Human Creativity in Healthcare Technology: Balancing Logic and Design
I was talking with Dr. Craig Joseph (Designing for Health – The Human Centered Approach, https://www.amazon.com/Designing-Health-Human-Centered-Craig-Joseph/dp/0960120505) earlier this week about human-centered design in healthcare IT and how that impacts healthcare IT (Renovating Healthcare IT – Building the Foundation for Digital Transformation, https://www.amazon.com/Renovating-Healthcare-Susan-Snedaker/dp/1032454415). We had a great conversation which will be featured on an upcoming podcast, details soon).
Human Creativity Prevails
We were talking about how humans are wildly creative in solving problems and meeting their needs, especially when it comes to technology. I recounted I’d watched numerous people navigate the same application in a variety of ways all to achieve the same outcome. In his book The Design of Everyday Things, Don Norman talks about how engineers design thing logically because engineers are trained to think and design logically. However, logic doesn’t always win the day when talking about technology and how humans interact with it. “When people have trouble, the engineers are upset, but often for the wrong reason. “What are these people doing?” they will wonder. “Why are they doing that?” The problem with the designs of most engineers is that they are too logical. We have to accept human behavior the way it is, not the way we wish it to be.” (*)
Simple and Logical
When it comes to designing the EHR or other healthcare technology, it’s a delicate balancing act. It must be designed logically so that the process is consistent, transparent and safe, so that the data is consistent and actionable. It wouldn’t work to have lab result values randomly displayed based on user preference, for example. Standardized presentation of data is logical and typically yields a better outcome because it requires fewer brain cycles to recognize a standardized report format than one than changes frequently. However, for many aspects of technology when we watch the user navigating it, instead of asking “why are you doing that?” we should be saying “tell me why you’re taking each of these steps.” What we might learn is that the way the system is configured is convoluted or confusing for most users or that we haven’t put the button or the tab in the most useful place. In other cases, there are perhaps six different ways to do something and user preference is fine. And in still other cases, it’s a matter of user training (or lack of training or lack of stickiness of the training).
100 People, 100 Solutions
In my conversation with Craig, he recounted watching people repeatedly tap the delete button on their phone to get back to a part of a text message containing a typo rather than holding down the space key and moving the cursor to the erroneous text. Very few people take a class on how to use an iPhone, there is no manual, and no one explicitly teaches you these shortcuts. So how do we learn them? Usually from friends sharing a new trick they learned or reading an article touting some cool hidden feature. But if you surveyed 100 smartphone users (Apple or Android), they’d have 100 different ways of doing tasks on their phone – ways they discovered through trial-and-error or through persistence or internet searching.

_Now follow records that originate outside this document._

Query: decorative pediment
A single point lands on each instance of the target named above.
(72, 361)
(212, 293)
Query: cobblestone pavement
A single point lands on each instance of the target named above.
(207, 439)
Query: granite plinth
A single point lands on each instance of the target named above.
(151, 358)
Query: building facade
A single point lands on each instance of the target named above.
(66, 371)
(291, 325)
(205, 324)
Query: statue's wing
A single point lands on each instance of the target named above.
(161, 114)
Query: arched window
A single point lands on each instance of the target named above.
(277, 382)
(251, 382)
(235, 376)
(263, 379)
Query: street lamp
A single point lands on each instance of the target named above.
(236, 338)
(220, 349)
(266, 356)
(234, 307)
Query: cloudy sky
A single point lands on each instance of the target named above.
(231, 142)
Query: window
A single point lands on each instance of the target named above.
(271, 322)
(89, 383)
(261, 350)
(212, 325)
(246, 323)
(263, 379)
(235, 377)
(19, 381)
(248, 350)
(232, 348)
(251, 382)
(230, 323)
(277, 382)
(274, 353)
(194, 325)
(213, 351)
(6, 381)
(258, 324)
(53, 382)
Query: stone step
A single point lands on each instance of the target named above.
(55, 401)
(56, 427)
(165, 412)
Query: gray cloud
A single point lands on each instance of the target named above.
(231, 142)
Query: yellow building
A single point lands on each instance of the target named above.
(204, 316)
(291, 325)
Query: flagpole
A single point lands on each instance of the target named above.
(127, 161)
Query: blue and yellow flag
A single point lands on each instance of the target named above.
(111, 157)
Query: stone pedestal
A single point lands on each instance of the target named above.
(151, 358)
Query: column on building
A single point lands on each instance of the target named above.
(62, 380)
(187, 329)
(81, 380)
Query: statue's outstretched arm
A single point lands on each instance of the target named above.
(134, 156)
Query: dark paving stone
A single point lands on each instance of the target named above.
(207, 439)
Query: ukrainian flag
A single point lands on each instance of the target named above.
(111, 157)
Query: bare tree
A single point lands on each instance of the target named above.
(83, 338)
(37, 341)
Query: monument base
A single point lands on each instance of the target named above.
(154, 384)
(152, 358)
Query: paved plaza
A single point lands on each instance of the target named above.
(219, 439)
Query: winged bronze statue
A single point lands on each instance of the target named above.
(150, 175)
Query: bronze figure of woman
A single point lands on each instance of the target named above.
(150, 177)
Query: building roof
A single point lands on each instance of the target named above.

This underscores the notion that humans are wildly creative in solving problems and when left to our own devices, we will each find a solution based on our knowledge, skills, and persistence. These solutions are not wrong because they appear to solve our problem, but they’re not necessarily right either. They may take more steps than needed or create unintended consequences. If a user knows how to minimize a window but they don’t know how to close it, eventually the computer or the phone will bog down. The user could close those windows or restart the device to clear it, but avoiding the problem in the first place would be an easier solution if only they knew about this. In an EHR, initiating a workflow at the wrong entry point or in the wrong way can lead to broken workflows, which create downstream problems.
So what does that have to do with healthcare IT?
Just about everything.
Strive for Simple, Logical, Consistent
For systems we configure and control, we should find the simplest way to deliver on requirements. We should step back and look holistically at the changes being requested and determine how to best incorporate those so they are logical and designed around how people actually work. (Despite Norman’s comments about logic, he doesn’t argue that we don’t need logic, he argues we need more than just logic). In most software systems, there are several different ways to achieve a result. Often training tries to show you all those ways. I would argue the most effective training is to show the user one simple path for each action. Humans will be human, we’ll figure out those three or four other ways to do it on our own if we want. But to gain competency in a new system quickly, focus on one path to achieve an outcome and train just that. If your software is configured well and your training is straightforward, you might find fewer instances when users are using an incorrect workflow to achieve a result – which means fewer workarounds, fewer issues with broken workflows, and fewer IT tickets asking for something to be fixed or changed that is actually working as designed.
What’s your take on this? Weigh in!
*Norman, Don, The Design of Everyday Things, New York, Basic Books, 2013. P. 6.